Most everyone has precepts upon which they built their business and which navigate the ship. Few are at the helm of enterprises as large as Dell, Home Depot, FedEx or Johnson & Johnson. But the insight from this article holds valuable lessons for everyone.

Treacy and Wiersema had influenced me and my partners when we started in 2003. Customer intimacy is our purpose. Our disciplines and processes, i.e., Voice of the Customer, are focused on enabling our clients to achieve customer intimacy in their markets of choice.

Herein, we highlight all value disciplines with emphasis on the keys to achieving customer intimacy.


Focus, focus, focus

Companies that have leadership positions narrow their business focus, not broaden it. They focus on delivering superior customer value in line with one of three value disciplines—operational excellence, customer intimacy, or product leadership. They are champions in one discipline and meet industry standards in the other two.


Consistently winning

The organizations profiled share three primary traits: 1. Creativity - in particular, recognizing and embracing ideas that originate outside the company. 2. Commercialization with speed - engineering all business and management processes for speed to market. 3. Solution orientation - relentlessly pursuing new solutions to the problems their products or services address.


Customer intimacy

Customer intimacy is segmenting and targeting markets precisely and tailoring offerings to match exactly the demands of those niches.

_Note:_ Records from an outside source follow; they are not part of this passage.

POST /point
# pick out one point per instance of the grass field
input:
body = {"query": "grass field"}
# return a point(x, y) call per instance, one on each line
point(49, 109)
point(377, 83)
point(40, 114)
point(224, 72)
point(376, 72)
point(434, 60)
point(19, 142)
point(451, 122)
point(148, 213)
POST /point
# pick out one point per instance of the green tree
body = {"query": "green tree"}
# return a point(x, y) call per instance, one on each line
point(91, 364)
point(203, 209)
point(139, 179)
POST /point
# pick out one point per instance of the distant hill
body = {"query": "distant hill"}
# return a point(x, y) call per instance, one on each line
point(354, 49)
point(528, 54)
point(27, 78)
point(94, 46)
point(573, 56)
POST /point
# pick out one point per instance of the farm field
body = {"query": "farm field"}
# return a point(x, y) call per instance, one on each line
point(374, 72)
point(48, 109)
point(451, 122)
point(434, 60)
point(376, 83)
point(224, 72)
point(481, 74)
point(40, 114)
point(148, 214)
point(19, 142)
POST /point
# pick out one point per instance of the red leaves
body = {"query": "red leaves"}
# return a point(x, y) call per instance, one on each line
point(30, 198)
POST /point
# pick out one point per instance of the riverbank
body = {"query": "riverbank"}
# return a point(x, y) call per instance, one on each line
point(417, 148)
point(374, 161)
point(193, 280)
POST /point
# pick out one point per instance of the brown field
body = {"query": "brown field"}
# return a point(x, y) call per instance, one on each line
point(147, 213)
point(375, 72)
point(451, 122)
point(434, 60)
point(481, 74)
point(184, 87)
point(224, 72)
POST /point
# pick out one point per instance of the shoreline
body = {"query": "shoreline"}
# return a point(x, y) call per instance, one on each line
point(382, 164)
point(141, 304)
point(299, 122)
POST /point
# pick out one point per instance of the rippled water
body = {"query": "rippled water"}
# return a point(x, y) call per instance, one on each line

Companies that excel in customer intimacy combine detailed customer knowledge with operational flexibility to respond quickly.


Strategic segmentation

Customer intimacy requires segmenting with great efficiency and continually tailoring products and services to fit a fine definition of the customer.

The cost of not segmenting

The demise of Sears was predictable. Plucking “Brand Central” from a quiver of random ideas, Sears shot wide of the target trying to be all things to all people and pursuing strategies that steered it away from its chosen value discipline.


Customer insight informs the process to support customers and fundamental to Customer intimacy.

Voice of the customer is the process to gain Customer insight.

Communicating Customer intimacy is achieved with the Value Model.

The Value Proposition is the experience with the product or service, part journey and part destination, leading to improved outcomes. Value Messaging is the smart words to describe the Value Proposition with demonstrable evidence of the improved outcomes. Value Delivery ensures promises are kept.